Da autoria de Maria João Brito de Sousa, sócia nº 88 da Associação Portuguesa de Poetas, Membro Efectivo da Academia Virtual Sala dos Poetas e Escritores - AVSPE -, Membro da Academia Virtual de Letras (AVL) , autora no Portal CEN, e membro da Associação Desenhando Sonhos, escrito num portátil gentilmente oferecido pelos seus leitores.
...porque os poemas nascem, alimentam-se, crescem, reproduzem-se e (por vezes...) não morrem.

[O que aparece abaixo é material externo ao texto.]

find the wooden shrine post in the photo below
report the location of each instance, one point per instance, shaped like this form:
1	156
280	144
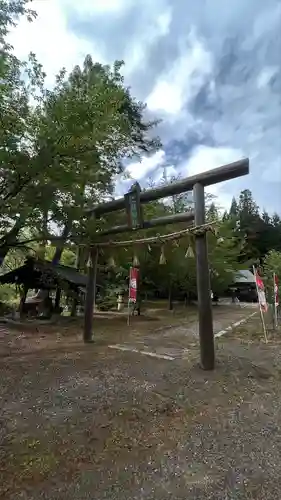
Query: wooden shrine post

Há dias, - tantos dias... - em que os dedos se me contorcem em torno de inexistentes canetas e eu fico num confronto desigual com a dor física que vai mordendo, insistentemente, o anestesiado manto em que me envolvo.
Nesses dias, - quase todos, quase sempre - retomo o sorriso de Maria-Sem-Camisa e nascem-me sonetos com a sonoridade das gargalhadas e do canto. As mãos, mesmo tolhidas, recusam a imobilidade imposta pela dor e procuram, tacteiam em torno de qualquer coisa que escreva. Qualquer coisa onde escrever. Nem sempre visíveis, porque inevitavelmente dispersos, os objectos acabam por me encontrar, quase sempre no limite do verso que nasce.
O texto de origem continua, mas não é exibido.